The former HM Revenue and Customs building in Wolverhampton city centre – which is being be transformed into 93 new flats – has this week been granted planning permission for the external installation of a ‘living wall’.

Crown House, the former HM Revenue & Customs offices in Birch Street, Wolverhampton. Photo: Google
Crown House, the former HM Revenue & Customs offices in Birch Street, Wolverhampton. Photo: Google

Also known as vertical gardens, living walls are vertical surfaces covered with plants.

Specialists ANS Global will be carrying out the work, which will also incorporate an irrigation system, at Crown House in Birch Street.

One of the city’s most recognisable office buildings for many years, the premises has been vacant since the government body announced it would be moving all staff to Birmingham in 2015.

The six-storey building, situated close to Chapel Ash island on the Ring Road, is now being converted into a mixture of luxury one and two-bedroomed apartments after planning permission was finally granted last year.

Previous applications to convert the block into flats were made in 2018 and 2020 but the plans never came to fruition at the time.

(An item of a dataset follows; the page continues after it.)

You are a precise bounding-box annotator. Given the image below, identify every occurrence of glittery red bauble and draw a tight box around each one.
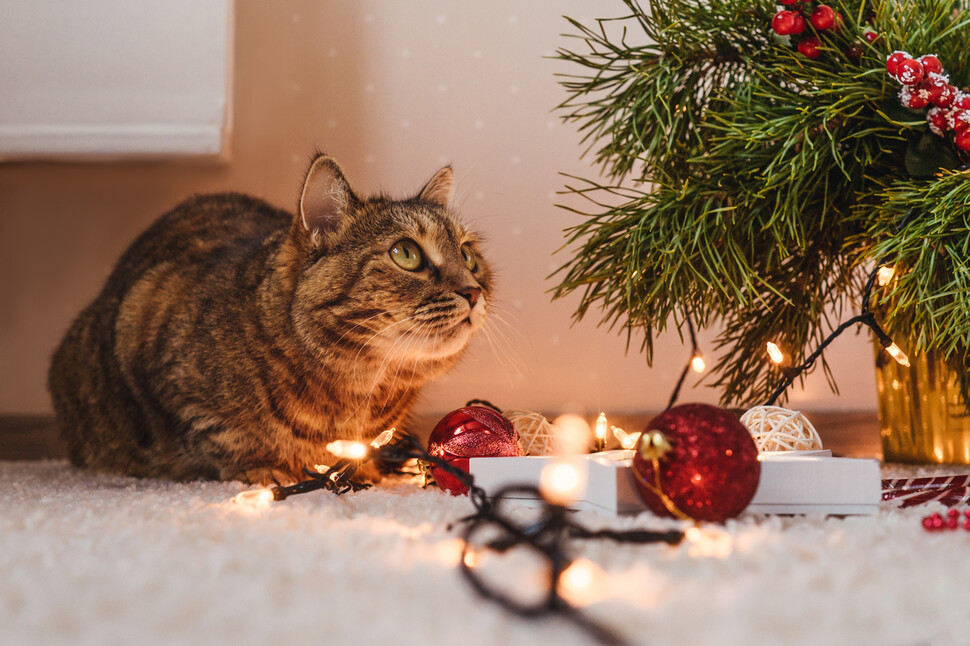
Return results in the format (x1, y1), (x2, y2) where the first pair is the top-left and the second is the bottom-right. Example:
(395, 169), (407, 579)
(633, 404), (761, 523)
(428, 406), (522, 496)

A report from ANS Global, issued as part of the application, said: “Almost since the concept of cities was created, human civilisations have sought to integrate nature with their living style.

“Notably, the Hanging Gardens of Babylon included vertical planting and hanging plants which are thought to be the first incarnation of the living wall.

“The use of living walls has increased in modern times and a range of living wall systems have emerged with various intended applications and varying degrees of success.”

The benefits of living walls include better air quality, noise deflection and alternative ecological habitats for insects, bats and birds.

ANS Director Scott Anderson said: “Over the past twelve years we’ve designed, installed and maintained more square metres of living wall than any other company in the world.

“A heritage in horticulture and innovative designs with global reach, we’re on a mission to educate the world on how we can bring our urban landscapes to life, improve the air quality and create healthier spaces for people now and the future generations.

“Our living wall system uses natural soil for optimum natural plant health. Our bespoke module is cradle-to-cradle, meaning it is made from recycled material and is recyclable too.”

Due to its location, the building provides easy access to the city centre, with the main bus and rail stations just a kilometre away.

The property currently has 145 parking spaces, of which 125 bays will be retained alongside the creation of six new disabled spaces once the development is complete.